On the last day, before their trip, Jane came to say good-bye. She was laughing and smiling.
She was a person transformed. I asked her if I could take a picture with her and if she would mind if I wrote about her story. She happily agreed.
(Jane and Rebecca, Sept. 11, 2016.)
After we snapped this picture at the end of my driveway, she started to walk in the direction of her girlfriend’s house. Her little dog was prancing proudly in front of her, happy to be going for a walk with his best friend. This was something they had just recently been able to start doing again and they both had a slight spring of accomplishment in their step.
Jane turned back to me and she said, “I forgot to tell you, My Love, I danced all night last night at a corn roast! I haven’t danced in 5 years! Thanks again, My Love.”
I watched Jane walk down the road. I turned towards my front door and with tears welling up in my own eyes, this time, I whispered “Well played Shaman, well played.”
(My front door. It was original to the house and I spray painted it mandarin orange. Yes, you read correctly, I used spray paint.)
This is when the quantum entanglement was confirmed, for me.
Jane could have said that she rode in her boat, played a round of golf or went horseback riding.
Instead she said she started dancing.
Her system was re-setting. I had done everything the Shaman had taught me to do.
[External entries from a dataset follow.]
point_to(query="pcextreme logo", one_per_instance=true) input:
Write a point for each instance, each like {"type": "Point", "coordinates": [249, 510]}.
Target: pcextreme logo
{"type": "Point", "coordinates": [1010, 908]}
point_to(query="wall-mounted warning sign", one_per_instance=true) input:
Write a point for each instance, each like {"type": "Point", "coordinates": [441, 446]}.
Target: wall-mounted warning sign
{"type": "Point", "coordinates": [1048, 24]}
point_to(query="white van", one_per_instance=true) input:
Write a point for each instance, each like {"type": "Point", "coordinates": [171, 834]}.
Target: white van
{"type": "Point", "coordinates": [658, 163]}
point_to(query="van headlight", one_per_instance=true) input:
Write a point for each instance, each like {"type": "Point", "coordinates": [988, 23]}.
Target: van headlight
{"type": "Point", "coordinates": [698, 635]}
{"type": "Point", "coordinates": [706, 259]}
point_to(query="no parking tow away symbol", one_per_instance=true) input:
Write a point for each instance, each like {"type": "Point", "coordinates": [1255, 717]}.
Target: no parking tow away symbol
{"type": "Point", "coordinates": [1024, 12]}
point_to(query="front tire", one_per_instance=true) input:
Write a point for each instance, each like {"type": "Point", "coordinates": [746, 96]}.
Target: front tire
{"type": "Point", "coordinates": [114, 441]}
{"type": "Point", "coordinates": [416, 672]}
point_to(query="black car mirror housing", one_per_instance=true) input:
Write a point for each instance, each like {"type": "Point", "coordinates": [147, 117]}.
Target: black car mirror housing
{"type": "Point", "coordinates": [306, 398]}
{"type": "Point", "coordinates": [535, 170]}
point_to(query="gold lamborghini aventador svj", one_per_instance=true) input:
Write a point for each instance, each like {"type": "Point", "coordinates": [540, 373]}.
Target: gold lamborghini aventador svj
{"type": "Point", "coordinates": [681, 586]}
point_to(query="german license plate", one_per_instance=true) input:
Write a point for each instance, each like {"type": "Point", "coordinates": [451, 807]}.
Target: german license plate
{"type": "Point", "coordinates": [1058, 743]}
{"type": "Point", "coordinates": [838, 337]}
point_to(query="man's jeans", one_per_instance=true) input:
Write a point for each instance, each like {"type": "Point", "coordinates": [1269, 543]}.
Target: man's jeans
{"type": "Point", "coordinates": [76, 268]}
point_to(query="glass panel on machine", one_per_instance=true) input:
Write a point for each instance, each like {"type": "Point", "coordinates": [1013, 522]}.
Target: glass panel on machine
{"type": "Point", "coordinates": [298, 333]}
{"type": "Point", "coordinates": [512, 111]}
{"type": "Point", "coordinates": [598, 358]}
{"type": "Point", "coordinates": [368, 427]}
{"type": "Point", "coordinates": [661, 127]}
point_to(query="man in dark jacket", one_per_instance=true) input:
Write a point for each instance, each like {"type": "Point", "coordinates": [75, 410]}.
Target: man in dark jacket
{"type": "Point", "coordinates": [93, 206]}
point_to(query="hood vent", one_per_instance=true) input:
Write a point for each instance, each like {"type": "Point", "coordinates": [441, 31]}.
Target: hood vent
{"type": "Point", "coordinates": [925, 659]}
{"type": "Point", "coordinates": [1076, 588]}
He had defied space and time to work with and through me to help Jane… with very powerful plant medicine, I might add.
His words were resonating loud and clear in my mind from the day I accepted his gift of spittle, in the hole in the Amazon jungle floor, three years prior.
“You must restore or re-set the person’s body back to the condition it was in before it stopped dancing.”
As a side note, it is highly probable that there will be a “Part Four”.
I suspect that someone reading this on Steemit, needs to hear this story and will become part of the entanglement as it continues weave.
(The energy is powerful and is something that amazes me everyday. I took this picture at sunrise, this morning.)
Enjoy every second that this world and dimension has to give.